Cet entretien avec ce medium a été une opportunité pour le patron du pouvoir législatif de donner son avis sur l’arrestation et la condamnation du député de la circonscription de la préfecture de Gaoual Diallo, Ousmane Gaoual Diallo, à 18 mois de sursis avec une amende de cinq cent mille francs guinéens par le tribunal de Mafanco.
Dans son intervention, le président de l’Assemblée Nationale, Kory Kondiano a indiqué qu’il attend d’être saisi par le pouvoir judiciaire. ‘’Ce, en vertu du principe de séparation du pouvoir que je respecte pour ma part. Nos collègues de l’UFDG ont adressé une lettre au Bureau de l’Assemblée nationale. Nous nous sommes penchés hier sur le dossier, et on a constitué une commission pour répondre à nos collègues’’, a-t-il poursuivi.
Evoquant le cas des députés qui sont sans véhicule, Il a souligné qu’ils ont constitué une commission dans laquelle M. Fodé Oussou, M. Damaro, M. le président du groupe parlementaire de l’UFR étaient tous membres. Ils ont traité les dossiers dans la transparence totale, ce qui a permis au parlement guinéen d’acheter ces véhicules à un prix nettement inférieur à ceux auxquels d’autres les ont achetés. ‘'Maintenant, c’est au niveau de l’arrivage des dossiers qu’il y a un temps. Les véhicules arrivent à compte-gouttes et les députés sont servis au fur et à mesure. Si Ousmane Gaoual n’a pas été parmi les premiers à être servis, c’est peut-être parce qu’il n’était pas en Guinée, ou s’il s’était en Guinée, il ne s’est pas présenté à l’importateur ou au questeur qui gère les véhicules livrés. Donc, il n’y a pas du tout de mauvaise gestion, c’est une question de temps qui est imposée au fournisseur. Et Ousmane Gaoual n’est pas le seul. Il y a beaucoup de députés qui n’ont pas encore eu leurs véhicules’’ a-t-il dit.

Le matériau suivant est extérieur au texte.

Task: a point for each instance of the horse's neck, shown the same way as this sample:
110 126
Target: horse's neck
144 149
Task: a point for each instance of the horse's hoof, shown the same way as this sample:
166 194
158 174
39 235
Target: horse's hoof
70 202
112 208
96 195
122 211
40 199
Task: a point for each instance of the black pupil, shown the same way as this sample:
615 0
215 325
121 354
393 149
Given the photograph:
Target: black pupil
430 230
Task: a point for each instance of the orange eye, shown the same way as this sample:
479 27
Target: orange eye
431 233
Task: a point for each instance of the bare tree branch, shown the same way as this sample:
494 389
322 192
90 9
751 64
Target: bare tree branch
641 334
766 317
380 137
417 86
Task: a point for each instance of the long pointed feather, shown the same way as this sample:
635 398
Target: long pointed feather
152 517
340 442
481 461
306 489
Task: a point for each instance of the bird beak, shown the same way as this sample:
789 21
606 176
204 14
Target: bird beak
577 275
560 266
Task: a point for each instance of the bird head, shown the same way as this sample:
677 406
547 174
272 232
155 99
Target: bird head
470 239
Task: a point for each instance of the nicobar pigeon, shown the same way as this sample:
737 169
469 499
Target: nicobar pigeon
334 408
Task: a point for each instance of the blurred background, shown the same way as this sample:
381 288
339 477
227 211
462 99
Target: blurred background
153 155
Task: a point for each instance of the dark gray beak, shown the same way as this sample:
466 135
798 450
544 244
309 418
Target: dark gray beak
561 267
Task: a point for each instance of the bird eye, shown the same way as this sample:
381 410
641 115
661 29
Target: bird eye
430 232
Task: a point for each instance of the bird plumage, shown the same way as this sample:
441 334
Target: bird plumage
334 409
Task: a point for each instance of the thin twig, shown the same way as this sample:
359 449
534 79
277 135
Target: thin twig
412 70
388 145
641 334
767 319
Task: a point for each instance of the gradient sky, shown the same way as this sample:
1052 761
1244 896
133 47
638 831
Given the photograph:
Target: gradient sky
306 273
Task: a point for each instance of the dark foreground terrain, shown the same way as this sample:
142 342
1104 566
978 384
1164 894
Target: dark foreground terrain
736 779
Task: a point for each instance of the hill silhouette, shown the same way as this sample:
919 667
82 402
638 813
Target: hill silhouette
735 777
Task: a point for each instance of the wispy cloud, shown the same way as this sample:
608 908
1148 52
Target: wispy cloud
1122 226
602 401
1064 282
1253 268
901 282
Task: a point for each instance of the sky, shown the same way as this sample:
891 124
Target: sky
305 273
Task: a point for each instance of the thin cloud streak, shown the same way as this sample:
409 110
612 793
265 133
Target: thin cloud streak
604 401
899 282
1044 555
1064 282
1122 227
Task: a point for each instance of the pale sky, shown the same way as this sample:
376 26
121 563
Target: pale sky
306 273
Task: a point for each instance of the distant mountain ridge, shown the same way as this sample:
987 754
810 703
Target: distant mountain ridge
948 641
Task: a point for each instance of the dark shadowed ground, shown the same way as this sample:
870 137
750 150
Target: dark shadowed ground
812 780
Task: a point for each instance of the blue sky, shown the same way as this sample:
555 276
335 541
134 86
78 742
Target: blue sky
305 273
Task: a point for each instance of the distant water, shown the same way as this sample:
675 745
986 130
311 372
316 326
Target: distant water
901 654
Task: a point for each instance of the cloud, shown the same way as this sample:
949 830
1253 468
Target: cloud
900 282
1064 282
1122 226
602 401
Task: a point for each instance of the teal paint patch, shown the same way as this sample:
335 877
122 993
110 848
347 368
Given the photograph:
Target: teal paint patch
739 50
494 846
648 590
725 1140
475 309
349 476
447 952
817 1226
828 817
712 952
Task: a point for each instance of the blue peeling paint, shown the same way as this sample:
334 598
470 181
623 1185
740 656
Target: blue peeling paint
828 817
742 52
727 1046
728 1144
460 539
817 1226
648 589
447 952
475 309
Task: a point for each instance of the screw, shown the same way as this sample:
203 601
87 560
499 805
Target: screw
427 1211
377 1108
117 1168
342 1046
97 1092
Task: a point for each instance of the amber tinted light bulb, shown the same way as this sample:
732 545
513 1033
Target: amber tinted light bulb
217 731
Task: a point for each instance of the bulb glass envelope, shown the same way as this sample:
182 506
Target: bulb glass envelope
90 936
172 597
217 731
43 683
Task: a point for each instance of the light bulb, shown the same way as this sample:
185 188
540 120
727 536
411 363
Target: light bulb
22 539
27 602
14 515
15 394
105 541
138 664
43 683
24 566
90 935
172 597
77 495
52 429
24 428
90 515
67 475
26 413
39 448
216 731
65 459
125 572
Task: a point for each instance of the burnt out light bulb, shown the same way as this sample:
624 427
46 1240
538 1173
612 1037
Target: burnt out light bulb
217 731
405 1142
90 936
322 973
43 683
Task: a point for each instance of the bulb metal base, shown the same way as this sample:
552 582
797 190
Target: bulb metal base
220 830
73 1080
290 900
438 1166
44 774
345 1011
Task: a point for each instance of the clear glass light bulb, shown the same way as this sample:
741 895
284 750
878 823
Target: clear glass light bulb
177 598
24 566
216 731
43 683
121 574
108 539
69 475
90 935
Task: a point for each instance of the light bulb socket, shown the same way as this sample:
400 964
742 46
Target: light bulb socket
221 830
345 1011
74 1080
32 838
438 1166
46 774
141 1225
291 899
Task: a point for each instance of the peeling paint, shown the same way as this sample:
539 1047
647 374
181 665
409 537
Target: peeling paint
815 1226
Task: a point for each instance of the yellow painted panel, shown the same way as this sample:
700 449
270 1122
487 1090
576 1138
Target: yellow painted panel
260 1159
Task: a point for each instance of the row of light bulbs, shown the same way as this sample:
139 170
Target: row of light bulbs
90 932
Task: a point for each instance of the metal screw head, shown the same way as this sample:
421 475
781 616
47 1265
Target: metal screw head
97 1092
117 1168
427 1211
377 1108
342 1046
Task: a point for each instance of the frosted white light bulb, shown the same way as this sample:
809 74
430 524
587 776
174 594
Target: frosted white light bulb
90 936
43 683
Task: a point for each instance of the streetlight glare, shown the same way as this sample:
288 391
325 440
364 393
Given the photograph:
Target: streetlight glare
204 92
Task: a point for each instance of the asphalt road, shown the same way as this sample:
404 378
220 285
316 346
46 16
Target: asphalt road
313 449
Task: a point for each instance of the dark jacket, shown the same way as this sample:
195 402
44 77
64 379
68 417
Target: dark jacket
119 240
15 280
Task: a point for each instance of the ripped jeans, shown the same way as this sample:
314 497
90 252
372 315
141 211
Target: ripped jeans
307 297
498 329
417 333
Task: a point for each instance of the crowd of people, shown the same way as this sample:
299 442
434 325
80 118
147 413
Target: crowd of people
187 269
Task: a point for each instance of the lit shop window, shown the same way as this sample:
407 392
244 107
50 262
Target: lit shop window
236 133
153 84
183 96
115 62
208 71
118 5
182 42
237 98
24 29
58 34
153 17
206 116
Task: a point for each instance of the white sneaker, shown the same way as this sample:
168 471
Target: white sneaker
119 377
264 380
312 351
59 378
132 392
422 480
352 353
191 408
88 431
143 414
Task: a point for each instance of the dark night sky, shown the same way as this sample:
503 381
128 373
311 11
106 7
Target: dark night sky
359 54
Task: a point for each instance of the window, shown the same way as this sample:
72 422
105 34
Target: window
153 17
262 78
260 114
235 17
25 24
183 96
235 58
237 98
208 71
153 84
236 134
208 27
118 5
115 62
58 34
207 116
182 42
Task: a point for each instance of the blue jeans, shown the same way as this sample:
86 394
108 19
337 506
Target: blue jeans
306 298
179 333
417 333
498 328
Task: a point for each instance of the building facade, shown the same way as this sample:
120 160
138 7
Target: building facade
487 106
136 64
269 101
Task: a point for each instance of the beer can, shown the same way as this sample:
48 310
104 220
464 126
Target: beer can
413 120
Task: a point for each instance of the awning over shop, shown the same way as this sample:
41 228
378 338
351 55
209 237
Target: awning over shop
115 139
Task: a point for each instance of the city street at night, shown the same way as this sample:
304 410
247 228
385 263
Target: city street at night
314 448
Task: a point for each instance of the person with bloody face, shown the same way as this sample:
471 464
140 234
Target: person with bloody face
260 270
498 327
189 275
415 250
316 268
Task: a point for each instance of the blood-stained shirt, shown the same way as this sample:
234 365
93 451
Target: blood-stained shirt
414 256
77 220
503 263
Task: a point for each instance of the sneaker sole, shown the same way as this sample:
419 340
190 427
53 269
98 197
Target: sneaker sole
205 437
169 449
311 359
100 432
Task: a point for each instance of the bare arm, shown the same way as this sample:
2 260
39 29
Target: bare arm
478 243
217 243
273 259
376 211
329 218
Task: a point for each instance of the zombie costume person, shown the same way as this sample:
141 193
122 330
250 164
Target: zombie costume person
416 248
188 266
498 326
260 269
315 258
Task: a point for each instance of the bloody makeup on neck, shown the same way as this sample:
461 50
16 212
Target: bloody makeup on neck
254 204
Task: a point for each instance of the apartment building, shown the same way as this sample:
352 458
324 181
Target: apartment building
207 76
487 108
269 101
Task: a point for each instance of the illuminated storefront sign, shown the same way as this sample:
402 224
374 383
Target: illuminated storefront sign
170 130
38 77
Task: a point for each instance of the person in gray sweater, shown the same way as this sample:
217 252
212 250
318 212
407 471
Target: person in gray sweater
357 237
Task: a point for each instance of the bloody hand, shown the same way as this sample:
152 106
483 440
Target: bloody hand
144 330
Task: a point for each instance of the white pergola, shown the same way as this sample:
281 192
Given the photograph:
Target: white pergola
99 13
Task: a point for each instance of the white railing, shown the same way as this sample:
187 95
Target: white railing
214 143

S’agissant de la condamnation d’Ousmane Gaoual Diallo, Kory Kondiano a répondu que la victime pardonne à celui qui est censé l’avoir agressé, et que l’agresseur demande pardon à la victime. En ce moment, ça devient une affaire banale. Mais à partir du moment où la victime, parait-il, je n’ai pas la preuve, se plaint, il est difficile de traiter le dossier de banal.